Ok, so, this isn't a straight forward question. Models like the very general supply and demand model, or a Solowian growth model, or a Heckscher-Ohlin model trade model etc. etc. are big M models which aim to explain how/why something happens or maybe even will happen. The actual effect of minium wage policies is an empirical question, but empirics is difficult because you're trying to measure the real world which is influenced by a ton of different things, so you need empirical models to do this. You can't just observe that a minimum wage policy happened and then unemployment changed by X some time later and that's that.
In
this (pdf file) relatively new working paper Dube et.al. use an empirical model to analyze the effect to 138 minimum wage changes over a 35 year period, where they use bunching (they look at changes in employment directly below and above the minimum wage treshold). This isn't really what most people have in mind when talking about models, though.

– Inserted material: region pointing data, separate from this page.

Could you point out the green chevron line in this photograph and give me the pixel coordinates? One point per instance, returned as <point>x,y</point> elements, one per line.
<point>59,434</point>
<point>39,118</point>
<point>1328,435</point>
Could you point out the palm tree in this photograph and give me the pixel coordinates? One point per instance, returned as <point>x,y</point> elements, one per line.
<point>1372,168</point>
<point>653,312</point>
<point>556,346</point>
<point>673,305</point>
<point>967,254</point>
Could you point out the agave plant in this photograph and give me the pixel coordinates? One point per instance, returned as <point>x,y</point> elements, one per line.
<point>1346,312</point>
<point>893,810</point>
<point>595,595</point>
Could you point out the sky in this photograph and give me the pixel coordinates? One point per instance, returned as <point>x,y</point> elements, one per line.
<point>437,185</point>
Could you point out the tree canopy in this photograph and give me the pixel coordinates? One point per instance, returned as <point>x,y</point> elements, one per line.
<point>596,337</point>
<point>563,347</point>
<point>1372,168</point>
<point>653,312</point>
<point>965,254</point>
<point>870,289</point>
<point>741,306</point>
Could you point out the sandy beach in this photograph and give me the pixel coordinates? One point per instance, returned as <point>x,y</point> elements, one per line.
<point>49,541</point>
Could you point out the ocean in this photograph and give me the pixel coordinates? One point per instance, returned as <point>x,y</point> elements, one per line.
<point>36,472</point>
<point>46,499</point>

There are several different models looking at the labor market specifically, but the easiest is to just think of it in the same supply and demand framework I described above but where employers have some degree of market power. So instead of that graph with two lines you see when you google "supply and demand" you get something like this:
With perfect competition the market clears where supply intersect with demand, so at E1 employment at a wage of W1. If employers have market power then you get that third line (because employers can lower the market wage by restricting how many they employ, with full competition they can't), so market wage will be the lower W3 at the lower employment level E2. If a minimum wage is set at a level higher than W3 but not exceeding W1 then wages will rise and employment increase. Above W1 you'll start getting the same effects you see if you google "supply and demand price floor". This is basically what Dube et.al. talks about
here (a monopsony is the same thing as a monopoly, but from the demand side instead of the supply side).
So this basically non-answer is that Dube is looking at the labor market using the classic supply and demand model/framework described in Econ 101, but where employers have some degree of market power. He's using a wide variety of empirical models to isolate the effect of the minimum wage policies on wages and employment, and he's then using those empirical findings to predict the effect of future minimum wage policies.